6 Ways to Re-Use Wrapping Paper

Source
Got this image from an organization urging people not to use wrapping paper at all - this will reduce toxins and non-recyclable materials at the dump.
Got this image from an organization urging people not to use wrapping paper at all - this will reduce toxins and non-recyclable materials at the dump. | Source
Your cat when he or she sees crunched up wrapping to play with.
Your cat when he or she sees crunched up wrapping to play with. | Source

If You Can't Reduce, Re-Use

Wrapping paper is beautiful, festive, and fun... but it's a waste, too. Some organizations, like Kanu Hawaii, explicitly ask people to stop using wrapping paper altogether to lessen the impact of holidays and birthdays on our suffering environment.
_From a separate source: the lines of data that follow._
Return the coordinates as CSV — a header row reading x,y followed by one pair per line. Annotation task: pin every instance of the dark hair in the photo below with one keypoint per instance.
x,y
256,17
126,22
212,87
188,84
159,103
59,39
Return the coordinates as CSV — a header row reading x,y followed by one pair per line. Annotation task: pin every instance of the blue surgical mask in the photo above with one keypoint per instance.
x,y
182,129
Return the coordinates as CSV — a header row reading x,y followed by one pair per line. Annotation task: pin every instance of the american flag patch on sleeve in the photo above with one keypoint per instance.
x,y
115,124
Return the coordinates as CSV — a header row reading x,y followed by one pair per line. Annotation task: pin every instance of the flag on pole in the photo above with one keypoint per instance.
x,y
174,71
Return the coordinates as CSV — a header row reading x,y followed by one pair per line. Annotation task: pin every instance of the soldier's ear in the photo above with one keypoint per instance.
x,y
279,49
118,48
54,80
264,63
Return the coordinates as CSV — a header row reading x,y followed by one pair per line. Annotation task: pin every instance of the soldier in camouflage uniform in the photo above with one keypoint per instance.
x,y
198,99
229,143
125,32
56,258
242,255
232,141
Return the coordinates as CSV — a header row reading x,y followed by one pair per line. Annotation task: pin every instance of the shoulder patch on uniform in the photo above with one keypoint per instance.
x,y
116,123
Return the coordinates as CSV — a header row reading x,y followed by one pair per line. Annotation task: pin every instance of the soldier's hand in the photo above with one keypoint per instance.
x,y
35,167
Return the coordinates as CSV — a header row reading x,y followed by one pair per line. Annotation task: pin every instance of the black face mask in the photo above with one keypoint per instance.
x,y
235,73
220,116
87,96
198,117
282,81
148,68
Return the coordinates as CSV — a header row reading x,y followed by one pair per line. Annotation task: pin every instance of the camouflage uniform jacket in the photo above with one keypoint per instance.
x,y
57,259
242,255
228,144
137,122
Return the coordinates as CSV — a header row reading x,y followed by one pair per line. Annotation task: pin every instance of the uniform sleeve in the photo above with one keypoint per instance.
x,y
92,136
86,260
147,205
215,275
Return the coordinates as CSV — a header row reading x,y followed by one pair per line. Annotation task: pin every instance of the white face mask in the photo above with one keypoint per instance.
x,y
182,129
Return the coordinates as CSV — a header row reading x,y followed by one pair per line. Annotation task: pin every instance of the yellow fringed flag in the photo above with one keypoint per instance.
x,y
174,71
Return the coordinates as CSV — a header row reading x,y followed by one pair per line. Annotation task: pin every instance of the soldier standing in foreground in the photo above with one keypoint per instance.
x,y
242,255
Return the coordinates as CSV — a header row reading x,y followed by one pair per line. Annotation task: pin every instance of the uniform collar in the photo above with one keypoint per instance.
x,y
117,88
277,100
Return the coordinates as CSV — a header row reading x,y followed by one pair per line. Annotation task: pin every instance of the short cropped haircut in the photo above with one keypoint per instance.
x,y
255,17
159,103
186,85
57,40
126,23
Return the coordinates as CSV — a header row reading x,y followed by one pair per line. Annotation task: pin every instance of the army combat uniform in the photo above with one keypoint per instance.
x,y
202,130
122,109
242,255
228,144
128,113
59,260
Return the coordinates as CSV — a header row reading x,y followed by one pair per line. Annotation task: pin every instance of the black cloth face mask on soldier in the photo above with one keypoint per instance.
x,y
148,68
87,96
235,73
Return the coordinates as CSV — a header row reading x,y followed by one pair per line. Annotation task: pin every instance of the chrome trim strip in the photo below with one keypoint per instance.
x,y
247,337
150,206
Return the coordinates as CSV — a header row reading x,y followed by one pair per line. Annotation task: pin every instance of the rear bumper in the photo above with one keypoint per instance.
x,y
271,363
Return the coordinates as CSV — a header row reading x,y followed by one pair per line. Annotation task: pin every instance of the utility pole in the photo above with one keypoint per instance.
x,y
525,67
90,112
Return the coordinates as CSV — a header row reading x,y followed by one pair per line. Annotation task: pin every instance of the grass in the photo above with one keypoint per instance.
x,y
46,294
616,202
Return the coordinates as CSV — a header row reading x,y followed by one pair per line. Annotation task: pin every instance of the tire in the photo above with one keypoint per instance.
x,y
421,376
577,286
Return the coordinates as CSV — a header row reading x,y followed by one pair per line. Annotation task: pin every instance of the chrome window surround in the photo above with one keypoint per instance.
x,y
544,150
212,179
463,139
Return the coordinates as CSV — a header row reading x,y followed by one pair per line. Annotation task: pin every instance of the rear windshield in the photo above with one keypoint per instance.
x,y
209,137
But, even if you decide not to use wrapping paper, your friends and family will. That means chances are, you'll have little pieces of colorful paper lying around at some point during the holidays or when a birthday rolls around.

Although wrapping paper is pretty and shiny, you can re-use it for some down and dirty jobs. While these re-use options may not provide much of an impact, they can get you (and hopefully others) in the habit of thinking about the environment and your impact on it.

Try consciously re-using it for some of these purposes, and see how you feel about other disposable and wasteful products in your life. Also, keep an eye on your wallet and see if it has an impact!

  1. Packing Paper: Crunch up the used wrapping paper and pack it around a fragile item. Maybe your ornaments or other décor need to be put away gently. Or, spruce up that bland brown box you use to send a late Christmas present, or flatten it out and layer it white-side-up between picture frames. Maybe you're planning to move in April -- stick it in a bag and put it in the basement with the other things you don't use often. Label the bag "packing paper," and you'll be happy to have it around when you pack up your belongs. You could use it to protect your glass menorah decorations or the wedding cake topper you haven't decided how to use. Don't waste your money on packing peanuts when you can lower your carbon footprint instead! It's less messy, readily available, and it won't stick to you when you wear winter wool.
  2. Cat Toy: Just crumple it up and throw it in front of Kitty and you'll see what I mean. Don't use the papers with glitter on them for this. Bonus if it has some curling ribbon still attached. Just be careful he or she doesn't eat any of the harmful materials!
  3. Outdoor Furniture or Car Window Cleaner: You'll have to use the white side of the paper and be careful about which paper you choose for this, but sturdy paper is actually a great way to get outdoor grit off of slick surfaces, especially when paired with Windex. Crumple up a piece, white or brown side out, and scratch away at spots on hard surfaces. It saves paper towels and can be more effective.
  4. Doodle Paper: Give the little ones some crayons or markers and let them have at it! Challenge them to draw their favorite present, or write a thank you letter to Grandpa.
  5. Festive Notepad: Do you ever feel bad about not writing on both sides of notepad paper? Well, you can make a guilt-free notepad for your after-holiday to-do lists by trimming up a few pieces of wrapping paper and stapling them together. Then, you are only allowed to write on one side, and the other side is festive! It's perfect for that disposable (or lose-able) grocery list.
  6. Food Trash Bag: After the holidays, you are destined to have some stinky food that may sit in your trash can for longer than it should. Or, maybe you just have a few pieces of food trash to toss. Wrap up discarded food in crumpled wrapping paper before you toss it - the paper is thick and will keep the stench in!

If you still have used wrapping paper somewhere, use it again with these ideas! They are super easy and don't take a lot of creativity or artistic prowess. What do you do to try to lessen your impact on the environment? Share your ideas in the comments!

How is paper recycled?

Aside from the colors and designs on wrapping paper, you have probably noticed that the texture and thickness are different from regular paper as well. It's made the same way as regular paper, by processing wood chips into pulp, then filtering it. After that, it's screened and steamed, which means all of the moisture is taken out. Once it's dry and rolled tightly into a roll, designs are printed onto the paper.

Once your used paper ends up at a recycling plant, it is washed with soap and all of the dyes are removed. While recycling paper can help the environment, this process still involves a lot chemicals and energy.

The paper is then pulp and blended with other pieces to create a mixture called "slurry." The slurry is then put through a process similar to the original paper-making process. However, the end product cannot be the same because the consistency and strength of the paper particles are different.

That's why it's important to try not to be wasteful, even in a world where we can recycle. Processing the materials for recycling can be costly and still puts pollutants into the environment. However, using less to begin with means it never has to be disposed or go through that process to begin with.

Still, if you find that you still want to use items that are kind of wasteful, like wrapping paper, finding a way to re-use them can help you lessen your footprint on our earth!